At the evaluation stage
Contracting authorities may also integrate compliance with MSA within the evaluation criteria. Contracting authorities have a reasonably wide discretion as to what to include within the criteria, provided that the criteria relate to the subject matter of the contract. Regulation 67(3)(a) PCR 2015 provides that:
“Such criteria may comprise, for example, quality, including technical merit, aesthetic and functional characteristics, accessibility, design for all users, social, environmental and innovative characteristics and trading and its conditions”.
Regulation 67(5) PCR 2015 also provides that:
“Award criteria shall be considered to be linked to the subject-matter of the public contract where they relate to the works, supplies or services to be provided under that contract in any respect and at any stage of their life cycle, including factors involved in:
(a) the specific process of production, provision or trading of those works, supplies or services, or
(b) a specific process for another stage of their life cycle, even where those factors do not form part of their material substance.”
Award criteria which related, for example, to the steps taken to ensure the absence of forced labour or trafficking from the supply chains of goods to be supplied under the procurement, would be likely to be sufficiently linked to the subject matter of the contract.
Therefore, alongside the usual questions relating to health and safety, and the usual requirement to produce a copy of a bidder’s anti-bribery and corruption policy, authorities may request evidence of compliance with the MSA, in the form of a bidder’s TISC statement, if the MSA applies to it. If so, a bidder that did not supply sufficient evidence would lose points accordingly.
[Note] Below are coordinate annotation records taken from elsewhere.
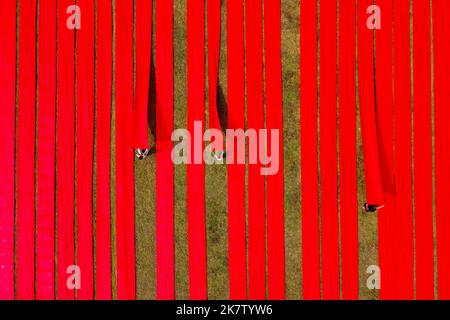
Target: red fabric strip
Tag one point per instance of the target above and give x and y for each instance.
(196, 172)
(165, 264)
(374, 187)
(25, 150)
(103, 290)
(328, 151)
(236, 172)
(85, 142)
(384, 98)
(126, 273)
(45, 241)
(144, 11)
(7, 141)
(214, 20)
(423, 179)
(255, 121)
(347, 154)
(66, 150)
(309, 167)
(442, 148)
(403, 233)
(274, 121)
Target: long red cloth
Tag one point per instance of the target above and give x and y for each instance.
(309, 167)
(255, 121)
(84, 147)
(403, 233)
(214, 21)
(274, 121)
(165, 264)
(237, 245)
(328, 151)
(26, 118)
(374, 187)
(7, 141)
(423, 178)
(45, 235)
(347, 152)
(65, 151)
(385, 136)
(196, 171)
(441, 25)
(103, 283)
(126, 264)
(144, 12)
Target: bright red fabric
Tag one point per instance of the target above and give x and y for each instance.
(65, 151)
(214, 21)
(126, 262)
(309, 167)
(274, 121)
(403, 232)
(441, 25)
(45, 235)
(26, 118)
(347, 153)
(374, 187)
(328, 151)
(85, 141)
(165, 259)
(256, 181)
(7, 141)
(385, 136)
(423, 179)
(144, 12)
(237, 245)
(196, 171)
(103, 283)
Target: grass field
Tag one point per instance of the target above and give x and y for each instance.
(216, 183)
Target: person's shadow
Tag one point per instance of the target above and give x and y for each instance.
(222, 107)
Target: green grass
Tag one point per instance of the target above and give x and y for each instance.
(216, 185)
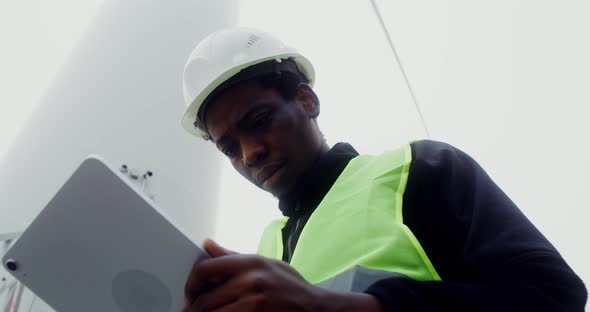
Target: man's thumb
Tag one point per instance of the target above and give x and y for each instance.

If contracting authorities were unsure of the evidence provided, under regulation 67(8) PCR 2015, the authority may seek to verify the evidence (although given that TISC statements are required to be published on an organisation’s website, this should be a simple step).
In theory, a contracting authority may go beyond the simple pass/fail criteria, for example by scoring the content of a TISC statement. One method to do so might be to compare the contents of the statement against (non-binding) government guidance as to the type of information that should be included in a TISC statement (such as the organisation’s anti-slavery policies, a risk assessment of its supply chain and details of any training given to staff).
However, given that risks and compliance functions will vary greatly according to factors such as the size of an organisation and the jurisdictions and sectors that it operates in, any meaningful scoring of a bidder’s TISC statement may be difficult to carry out objectively. This may deter authorities from attempting such an exercise, or leave those that do open to potential challenge by unsuccessful bidders.
What does this mean for businesses contracting with the public sector?
The MSA has a wide application. All businesses operating in the UK, whether or not they are UK-based, should be aware of whether the MSA applies to them, and if so, what they need to do to comply with it. For those that contract with the public sector, a failure to comply could lead to exclusion at the qualification stage.
It remains to be seen whether contracting authorities will go a step further, to including this within evaluation criteria, either as a pass/fail or by scoring the content of a TISC statement. Whether or not they do, reputational or other considerations (such as the influence of ethical investors) will for many prove a powerful driver to ensure that compliance functions address the risks of forced labour or trafficking, as part of an integrated approach to managing supply chain risk.